PORT-SOUDAN: Les principales villes du Soudan, dont Khartoum et Port-Soudan, ont été plongées dans le noir dans la nuit de mercredi à jeudi après des frappes de drones contre une importante centrale électrique, qui ont également fait deux morts, ont indiqué plusieurs témoins à l'AFP.

Les frappes ont ciblé les transformateurs de la station électrique d’Al-Muqrin à Atbara, dans l'Etat du Nil, dans l'est du pays, a précisé la compagnie d'électricité nationale.

Deux secouristes ont été tués par une deuxième frappe de drone survenue alors qu'ils tentaient d'éteindre l'incendie provoqué par la première, a déclaré un responsable de la centrale en attribuant cette frappe aux paramilitaires des Forces de soutien rapide (FSR).

Le gouvernement de l’État du Nil a confirmé la mort des deux secouristes dans un communiqué officiel.

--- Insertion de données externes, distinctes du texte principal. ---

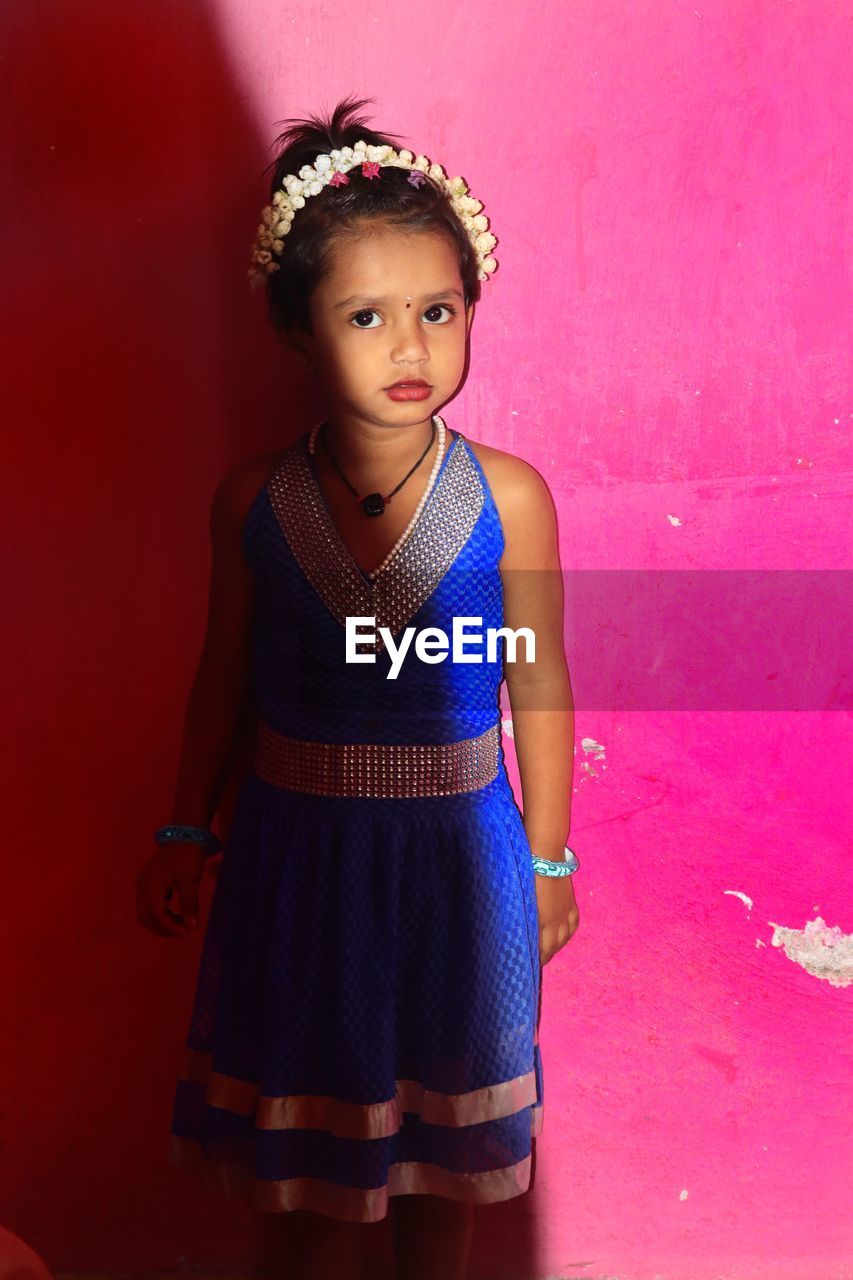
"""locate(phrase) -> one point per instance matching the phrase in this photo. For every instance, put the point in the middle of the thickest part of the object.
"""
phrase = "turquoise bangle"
(551, 867)
(194, 835)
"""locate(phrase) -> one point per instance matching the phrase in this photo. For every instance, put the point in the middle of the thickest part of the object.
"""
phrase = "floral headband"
(333, 170)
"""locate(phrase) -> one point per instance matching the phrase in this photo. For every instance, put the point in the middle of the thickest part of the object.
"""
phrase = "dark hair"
(343, 210)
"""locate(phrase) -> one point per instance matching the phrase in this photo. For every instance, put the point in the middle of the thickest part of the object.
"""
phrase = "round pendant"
(373, 504)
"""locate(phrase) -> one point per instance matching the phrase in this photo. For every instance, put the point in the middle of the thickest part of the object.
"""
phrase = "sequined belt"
(382, 769)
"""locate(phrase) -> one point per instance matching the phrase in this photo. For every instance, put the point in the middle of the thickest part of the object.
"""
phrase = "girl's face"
(391, 307)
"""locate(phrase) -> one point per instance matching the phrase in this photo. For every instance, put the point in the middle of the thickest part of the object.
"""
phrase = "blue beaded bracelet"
(550, 867)
(194, 835)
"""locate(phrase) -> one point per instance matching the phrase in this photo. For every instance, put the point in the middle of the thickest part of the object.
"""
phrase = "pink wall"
(667, 341)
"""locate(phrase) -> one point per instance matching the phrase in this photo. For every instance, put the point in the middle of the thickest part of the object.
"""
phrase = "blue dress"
(365, 1020)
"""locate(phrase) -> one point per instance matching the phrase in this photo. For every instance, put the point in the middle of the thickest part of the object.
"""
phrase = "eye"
(359, 315)
(439, 306)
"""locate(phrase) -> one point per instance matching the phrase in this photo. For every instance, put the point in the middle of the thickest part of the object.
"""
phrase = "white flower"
(277, 218)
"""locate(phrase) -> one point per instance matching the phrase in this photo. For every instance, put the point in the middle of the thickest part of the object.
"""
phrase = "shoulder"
(240, 485)
(524, 503)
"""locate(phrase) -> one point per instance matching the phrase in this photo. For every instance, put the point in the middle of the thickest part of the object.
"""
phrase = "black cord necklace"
(374, 503)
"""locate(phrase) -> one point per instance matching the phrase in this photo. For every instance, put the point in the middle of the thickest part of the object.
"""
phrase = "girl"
(365, 1024)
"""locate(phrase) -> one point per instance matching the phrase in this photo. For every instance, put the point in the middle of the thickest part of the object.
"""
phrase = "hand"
(176, 868)
(559, 915)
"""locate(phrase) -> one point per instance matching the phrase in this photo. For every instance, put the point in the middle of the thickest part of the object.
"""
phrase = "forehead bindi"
(392, 266)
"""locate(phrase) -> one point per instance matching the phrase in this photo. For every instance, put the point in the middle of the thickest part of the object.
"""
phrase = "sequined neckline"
(325, 515)
(446, 522)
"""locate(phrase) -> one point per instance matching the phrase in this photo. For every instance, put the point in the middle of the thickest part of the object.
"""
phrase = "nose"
(409, 346)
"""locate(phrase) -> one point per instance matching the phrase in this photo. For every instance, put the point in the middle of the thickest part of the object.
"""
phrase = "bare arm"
(217, 711)
(220, 695)
(539, 691)
(543, 718)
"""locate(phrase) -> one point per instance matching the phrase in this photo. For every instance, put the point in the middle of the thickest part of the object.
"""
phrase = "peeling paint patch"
(744, 899)
(822, 951)
(597, 752)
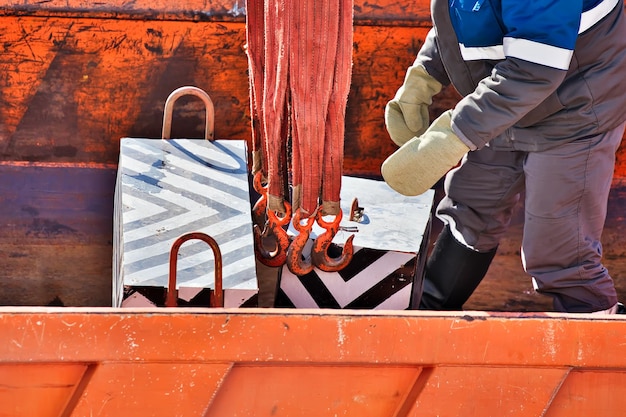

Cette station est un nœud stratégique du réseau électrique soudanais, recevant l’électricité produite par le barrage de Merowe — la plus grande source d'énergie hydroélectrique du pays — avant sa redistribution vers plusieurs régions.

Des témoins ont également indiqué qu’aux alentours de 02H00 (minuit GMT), les forces de l’armée régulière avaient activé leurs systèmes de défense antiaérienne, rapportant avoir vu des flammes et de la fumée s'élever au-dessus de la ville contrôlée par l'armée en guerre depuis avril 2023 contre les FSR.

Les coupures d’électricité se sont étendues à plusieurs États, notamment ceux du Nil, de la mer Rouge — où se trouve Port-Soudan, siège provisoire du gouvernement pro-armée — ainsi qu’à la capitale Khartoum, selon des témoins, l'incendie n'étant toujours pas maitrisé.

Les FSR n’ont jusqu'à présent pas commenté l'attaque.

Ces derniers mois, les FSR ont été accusées de lancer des attaques de drones sur de vastes zones contrôlées par l’armée, visant des infrastructures civiles et provoquant des coupures de courant affectant des millions de personnes.

La guerre, qui a éclaté en avril 2023, a fait plusieurs dizaines de milliers de morts, des millions de déplacés et provoqué "la pire crise humanitaire au monde", selon l'ONU.